Beranda Feature Mengenal Kembali Alat Transaksi di Aceh pada Masa Kerajaan

[Kilasan] Mengenal Kembali Alat Transaksi di Aceh pada Masa Kerajaan

BERBAGI
Keuh (mata uang timah) periode Sultan Mu'izuddin. 29/05/2021. (Nurul Hasanah | DETaK)

Nurul Hasanah | DETaK

Banda Aceh- Beberapa waktu yang lalu, saya dan seorang rekan mengunjungi Museum Pedir yang berlokasi di Punge Blang Cut, Kota Banda Aceh, letaknya tidak jauh dari PLTD Apung. Awalnya, saya masih asing dengan museum ini. Pun, baru terdengar oleh saya karena terlibat suatu proyek yang mengharuskan saya untuk mengambil beberapa gambar koleksi museum serta mewawancarai pemilik museum. Di hari itu, saya mengetahui bahwa pendiri museum ini adalah Masykur Syarifuddin.

Dari meseum ini serta wawancara rekan saya dengan Masykur, saya mengetahui banyak informasi terbaru terkait sejarah Aceh. Salah satunya tentang numismatika Aceh. Numismatika merupakan kajian yang mempelajari tentang cara pembuatan, kepalsuan, ciri-ciri dan varian mata uang. Karena pada waktu itu saya dan rekan hanya berkunjung sebentar, kami hanya mendapat informasi tentang beberapa jenis mata uang yang dicetak dan ditemukan di Aceh.

Iklan Souvenir DETaK

Selama ini, masyarakat umum mengenal deureuham sebagai uang yang dipergunakan sebagai alat transaksi dulu. Namun, saya mendapat ada beragam mata uang lain yang dipergunakan sebagai alat transaksi pada masa kerajaan di Aceh tempo dulu.
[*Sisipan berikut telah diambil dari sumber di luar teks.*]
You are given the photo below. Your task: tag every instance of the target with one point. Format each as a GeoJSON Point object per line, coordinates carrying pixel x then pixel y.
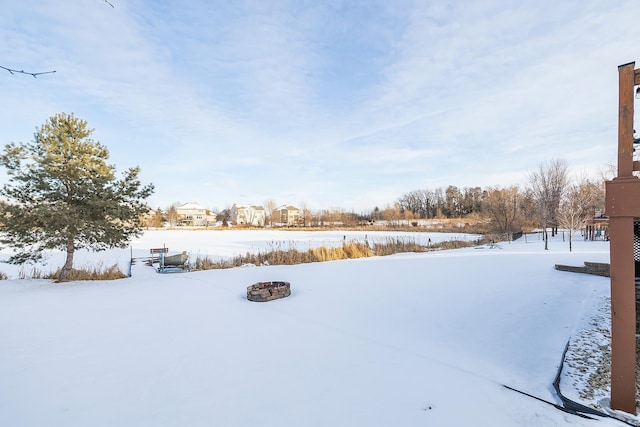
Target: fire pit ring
{"type": "Point", "coordinates": [268, 291]}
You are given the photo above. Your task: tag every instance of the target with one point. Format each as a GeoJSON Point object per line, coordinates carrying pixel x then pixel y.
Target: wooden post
{"type": "Point", "coordinates": [622, 207]}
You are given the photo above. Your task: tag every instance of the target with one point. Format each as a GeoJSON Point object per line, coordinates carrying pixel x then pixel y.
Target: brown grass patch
{"type": "Point", "coordinates": [277, 255]}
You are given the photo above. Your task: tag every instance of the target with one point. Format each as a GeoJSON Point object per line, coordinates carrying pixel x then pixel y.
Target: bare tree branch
{"type": "Point", "coordinates": [12, 71]}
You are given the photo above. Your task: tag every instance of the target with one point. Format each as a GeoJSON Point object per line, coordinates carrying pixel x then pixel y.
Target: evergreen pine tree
{"type": "Point", "coordinates": [62, 194]}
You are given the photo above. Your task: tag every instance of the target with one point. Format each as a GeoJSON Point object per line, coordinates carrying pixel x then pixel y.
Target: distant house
{"type": "Point", "coordinates": [193, 214]}
{"type": "Point", "coordinates": [289, 215]}
{"type": "Point", "coordinates": [250, 215]}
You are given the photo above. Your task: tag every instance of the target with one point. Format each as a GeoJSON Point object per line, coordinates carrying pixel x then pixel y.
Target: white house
{"type": "Point", "coordinates": [192, 214]}
{"type": "Point", "coordinates": [289, 215]}
{"type": "Point", "coordinates": [250, 215]}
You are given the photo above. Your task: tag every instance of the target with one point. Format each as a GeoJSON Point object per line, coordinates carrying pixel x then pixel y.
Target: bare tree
{"type": "Point", "coordinates": [502, 205]}
{"type": "Point", "coordinates": [548, 183]}
{"type": "Point", "coordinates": [574, 208]}
{"type": "Point", "coordinates": [270, 207]}
{"type": "Point", "coordinates": [172, 214]}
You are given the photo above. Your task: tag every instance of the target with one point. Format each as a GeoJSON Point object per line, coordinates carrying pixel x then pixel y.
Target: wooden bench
{"type": "Point", "coordinates": [155, 253]}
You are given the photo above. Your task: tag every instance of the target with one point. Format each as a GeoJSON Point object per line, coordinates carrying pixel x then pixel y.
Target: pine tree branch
{"type": "Point", "coordinates": [12, 71]}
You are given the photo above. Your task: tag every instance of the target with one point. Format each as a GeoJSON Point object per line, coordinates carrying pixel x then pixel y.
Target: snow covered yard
{"type": "Point", "coordinates": [404, 340]}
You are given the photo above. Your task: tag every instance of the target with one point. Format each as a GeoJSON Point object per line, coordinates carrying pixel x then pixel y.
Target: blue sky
{"type": "Point", "coordinates": [330, 104]}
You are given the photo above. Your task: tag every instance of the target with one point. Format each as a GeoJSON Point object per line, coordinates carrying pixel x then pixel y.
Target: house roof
{"type": "Point", "coordinates": [192, 206]}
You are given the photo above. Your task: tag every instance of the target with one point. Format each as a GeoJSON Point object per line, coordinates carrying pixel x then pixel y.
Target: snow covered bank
{"type": "Point", "coordinates": [404, 340]}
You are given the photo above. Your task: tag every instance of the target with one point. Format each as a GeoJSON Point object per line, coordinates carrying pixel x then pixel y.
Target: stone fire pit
{"type": "Point", "coordinates": [268, 291]}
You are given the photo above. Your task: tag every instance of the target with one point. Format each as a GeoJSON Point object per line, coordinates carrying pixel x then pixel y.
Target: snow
{"type": "Point", "coordinates": [403, 340]}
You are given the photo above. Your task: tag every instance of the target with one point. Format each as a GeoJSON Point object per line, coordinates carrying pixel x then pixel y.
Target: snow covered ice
{"type": "Point", "coordinates": [404, 340]}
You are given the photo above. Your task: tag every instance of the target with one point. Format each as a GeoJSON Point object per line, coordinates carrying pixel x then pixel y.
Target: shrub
{"type": "Point", "coordinates": [90, 273]}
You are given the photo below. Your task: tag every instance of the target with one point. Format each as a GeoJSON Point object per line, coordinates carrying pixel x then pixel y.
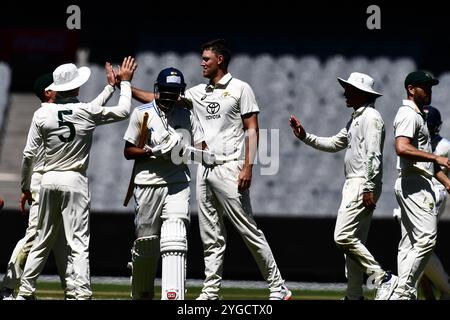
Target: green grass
{"type": "Point", "coordinates": [52, 290]}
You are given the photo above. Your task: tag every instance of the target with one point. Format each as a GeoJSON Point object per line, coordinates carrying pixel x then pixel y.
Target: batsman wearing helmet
{"type": "Point", "coordinates": [434, 269]}
{"type": "Point", "coordinates": [414, 187]}
{"type": "Point", "coordinates": [363, 139]}
{"type": "Point", "coordinates": [161, 187]}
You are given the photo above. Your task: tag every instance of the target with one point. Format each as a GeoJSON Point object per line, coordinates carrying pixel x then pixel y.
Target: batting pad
{"type": "Point", "coordinates": [145, 256]}
{"type": "Point", "coordinates": [173, 252]}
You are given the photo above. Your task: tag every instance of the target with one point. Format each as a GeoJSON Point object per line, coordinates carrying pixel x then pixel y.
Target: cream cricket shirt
{"type": "Point", "coordinates": [364, 139]}
{"type": "Point", "coordinates": [162, 171]}
{"type": "Point", "coordinates": [220, 109]}
{"type": "Point", "coordinates": [442, 149]}
{"type": "Point", "coordinates": [409, 122]}
{"type": "Point", "coordinates": [65, 130]}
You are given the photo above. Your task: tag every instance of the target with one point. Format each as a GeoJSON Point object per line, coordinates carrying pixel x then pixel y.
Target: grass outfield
{"type": "Point", "coordinates": [52, 290]}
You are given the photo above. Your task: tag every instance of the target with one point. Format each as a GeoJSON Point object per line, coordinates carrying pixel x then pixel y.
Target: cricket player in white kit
{"type": "Point", "coordinates": [65, 128]}
{"type": "Point", "coordinates": [14, 271]}
{"type": "Point", "coordinates": [162, 189]}
{"type": "Point", "coordinates": [434, 270]}
{"type": "Point", "coordinates": [227, 110]}
{"type": "Point", "coordinates": [414, 188]}
{"type": "Point", "coordinates": [363, 139]}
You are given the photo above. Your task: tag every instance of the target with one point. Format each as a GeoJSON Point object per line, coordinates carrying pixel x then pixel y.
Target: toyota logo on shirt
{"type": "Point", "coordinates": [212, 108]}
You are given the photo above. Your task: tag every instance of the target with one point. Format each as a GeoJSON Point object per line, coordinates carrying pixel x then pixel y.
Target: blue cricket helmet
{"type": "Point", "coordinates": [434, 120]}
{"type": "Point", "coordinates": [170, 78]}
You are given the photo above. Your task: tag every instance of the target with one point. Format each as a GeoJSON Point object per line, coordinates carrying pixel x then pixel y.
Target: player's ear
{"type": "Point", "coordinates": [220, 59]}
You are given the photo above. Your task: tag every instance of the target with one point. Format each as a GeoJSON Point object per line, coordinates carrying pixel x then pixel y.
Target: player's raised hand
{"type": "Point", "coordinates": [111, 76]}
{"type": "Point", "coordinates": [297, 127]}
{"type": "Point", "coordinates": [443, 161]}
{"type": "Point", "coordinates": [126, 70]}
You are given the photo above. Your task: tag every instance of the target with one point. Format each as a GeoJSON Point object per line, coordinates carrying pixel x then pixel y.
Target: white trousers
{"type": "Point", "coordinates": [434, 269]}
{"type": "Point", "coordinates": [154, 204]}
{"type": "Point", "coordinates": [218, 195]}
{"type": "Point", "coordinates": [417, 200]}
{"type": "Point", "coordinates": [21, 250]}
{"type": "Point", "coordinates": [64, 203]}
{"type": "Point", "coordinates": [350, 235]}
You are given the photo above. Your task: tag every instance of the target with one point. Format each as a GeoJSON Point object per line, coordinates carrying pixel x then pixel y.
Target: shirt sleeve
{"type": "Point", "coordinates": [34, 141]}
{"type": "Point", "coordinates": [328, 144]}
{"type": "Point", "coordinates": [196, 129]}
{"type": "Point", "coordinates": [248, 101]}
{"type": "Point", "coordinates": [104, 115]}
{"type": "Point", "coordinates": [373, 162]}
{"type": "Point", "coordinates": [405, 124]}
{"type": "Point", "coordinates": [104, 96]}
{"type": "Point", "coordinates": [134, 128]}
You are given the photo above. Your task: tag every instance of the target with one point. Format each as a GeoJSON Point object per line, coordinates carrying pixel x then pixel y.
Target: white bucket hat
{"type": "Point", "coordinates": [67, 77]}
{"type": "Point", "coordinates": [361, 81]}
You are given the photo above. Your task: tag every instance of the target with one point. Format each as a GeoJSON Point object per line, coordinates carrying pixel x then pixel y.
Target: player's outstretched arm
{"type": "Point", "coordinates": [297, 127]}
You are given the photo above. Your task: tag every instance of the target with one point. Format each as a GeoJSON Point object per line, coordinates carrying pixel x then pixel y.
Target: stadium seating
{"type": "Point", "coordinates": [307, 182]}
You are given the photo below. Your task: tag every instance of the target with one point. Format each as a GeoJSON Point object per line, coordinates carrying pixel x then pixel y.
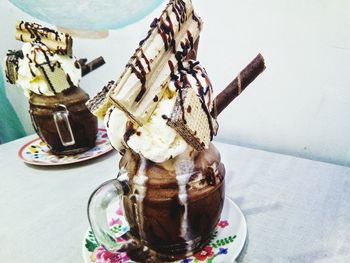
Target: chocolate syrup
{"type": "Point", "coordinates": [129, 131]}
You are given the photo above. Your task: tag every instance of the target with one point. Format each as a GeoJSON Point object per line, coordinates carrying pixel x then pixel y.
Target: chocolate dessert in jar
{"type": "Point", "coordinates": [50, 76]}
{"type": "Point", "coordinates": [161, 116]}
{"type": "Point", "coordinates": [63, 121]}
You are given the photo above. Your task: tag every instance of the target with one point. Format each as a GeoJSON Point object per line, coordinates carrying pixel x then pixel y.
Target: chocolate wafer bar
{"type": "Point", "coordinates": [58, 42]}
{"type": "Point", "coordinates": [191, 119]}
{"type": "Point", "coordinates": [168, 42]}
{"type": "Point", "coordinates": [99, 104]}
{"type": "Point", "coordinates": [11, 65]}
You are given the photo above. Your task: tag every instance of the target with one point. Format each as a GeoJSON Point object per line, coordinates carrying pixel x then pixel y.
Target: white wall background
{"type": "Point", "coordinates": [300, 105]}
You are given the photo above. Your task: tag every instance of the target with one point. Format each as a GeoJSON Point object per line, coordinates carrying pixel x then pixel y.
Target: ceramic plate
{"type": "Point", "coordinates": [227, 241]}
{"type": "Point", "coordinates": [36, 152]}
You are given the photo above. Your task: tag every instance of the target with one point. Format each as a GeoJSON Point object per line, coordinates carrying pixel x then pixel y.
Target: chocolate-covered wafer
{"type": "Point", "coordinates": [244, 78]}
{"type": "Point", "coordinates": [55, 77]}
{"type": "Point", "coordinates": [99, 104]}
{"type": "Point", "coordinates": [191, 119]}
{"type": "Point", "coordinates": [58, 42]}
{"type": "Point", "coordinates": [168, 42]}
{"type": "Point", "coordinates": [86, 68]}
{"type": "Point", "coordinates": [11, 65]}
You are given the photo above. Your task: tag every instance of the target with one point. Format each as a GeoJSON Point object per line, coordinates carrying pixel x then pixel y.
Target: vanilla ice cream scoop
{"type": "Point", "coordinates": [45, 72]}
{"type": "Point", "coordinates": [156, 140]}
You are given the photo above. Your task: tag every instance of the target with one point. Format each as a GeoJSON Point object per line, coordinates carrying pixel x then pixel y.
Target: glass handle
{"type": "Point", "coordinates": [35, 126]}
{"type": "Point", "coordinates": [99, 202]}
{"type": "Point", "coordinates": [60, 116]}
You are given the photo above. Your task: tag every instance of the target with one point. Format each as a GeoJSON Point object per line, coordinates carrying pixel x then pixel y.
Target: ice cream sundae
{"type": "Point", "coordinates": [49, 75]}
{"type": "Point", "coordinates": [161, 116]}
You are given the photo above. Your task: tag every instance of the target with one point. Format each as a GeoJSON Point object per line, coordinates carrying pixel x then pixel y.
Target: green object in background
{"type": "Point", "coordinates": [10, 126]}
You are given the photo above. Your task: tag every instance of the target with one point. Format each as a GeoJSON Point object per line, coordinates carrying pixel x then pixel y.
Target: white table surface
{"type": "Point", "coordinates": [297, 210]}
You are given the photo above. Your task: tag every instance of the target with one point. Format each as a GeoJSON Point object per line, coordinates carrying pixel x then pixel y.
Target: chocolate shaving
{"type": "Point", "coordinates": [244, 78]}
{"type": "Point", "coordinates": [86, 68]}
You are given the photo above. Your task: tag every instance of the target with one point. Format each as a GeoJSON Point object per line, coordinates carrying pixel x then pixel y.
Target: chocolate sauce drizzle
{"type": "Point", "coordinates": [182, 82]}
{"type": "Point", "coordinates": [165, 29]}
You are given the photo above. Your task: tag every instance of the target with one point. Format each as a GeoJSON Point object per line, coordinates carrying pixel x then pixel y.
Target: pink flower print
{"type": "Point", "coordinates": [223, 223]}
{"type": "Point", "coordinates": [114, 222]}
{"type": "Point", "coordinates": [120, 211]}
{"type": "Point", "coordinates": [207, 252]}
{"type": "Point", "coordinates": [104, 256]}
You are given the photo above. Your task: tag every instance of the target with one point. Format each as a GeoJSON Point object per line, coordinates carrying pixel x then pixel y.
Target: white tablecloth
{"type": "Point", "coordinates": [297, 210]}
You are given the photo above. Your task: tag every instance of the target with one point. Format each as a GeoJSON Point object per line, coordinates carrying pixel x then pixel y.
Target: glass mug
{"type": "Point", "coordinates": [63, 121]}
{"type": "Point", "coordinates": [171, 208]}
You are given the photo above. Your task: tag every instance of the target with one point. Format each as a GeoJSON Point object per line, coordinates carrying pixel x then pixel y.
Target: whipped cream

Melalui tulisan ini, saya ingin berbagi beberapa pengalaman yang saya dapat. Tentunya, informasi ini masih kurang. Untuk itu, teman-teman pembaca bisa berkunjung langsung ke Museum Pedir jika ada kesempatan.

Pada masa zaman Kerajaan Samudra Pasai sekitar abad 13-16 Masehi dan zaman Kerajaan Aceh Darussalam abad 15-20 Masehi, mata uang yang dipergunakan sebagai alat transaksi lazimnya disebut dirham. Mata uang ini berbentuk keping dan terbuat dari emas dan perak. Meskipun begitu, peninggalan mata uang yang paling banyak ditemui di situs Kesultanan Sumatera dan Aceh Darussalam adalah dirham yang terbuat dari emas. Ada pula yang menyebutnya dengan kupang mas. Hal ini mungkin yang menjadikan deureuham lebih familiar terdengar di generasi sekarang.

Orang Aceh menyebut dirham untuk mata uang yang berbahan baku emas, sementara orang Arab menyebutnya dinar dan dirham untuk perak. Berdasarkan informasi yang saya dapat dari Masykur, hal ini dipengaruhi oleh kebudayaan dari orang Persia.

Selain dirham, ada juga alat tukar kuno lain yang oleh masyarakat Aceh kerap disebut keuh (uang yang berbentuk kepingan yang terbuat dari timah hitam). Tidak hanya itu, beberapa kepingan uang lainnya yang ditemukan di antaranya ada ringget meuriyam (koin spanyol), koin Bizantine, dirham Utsmaniyah dan Mughal, dan dirham Al-Ma’mun.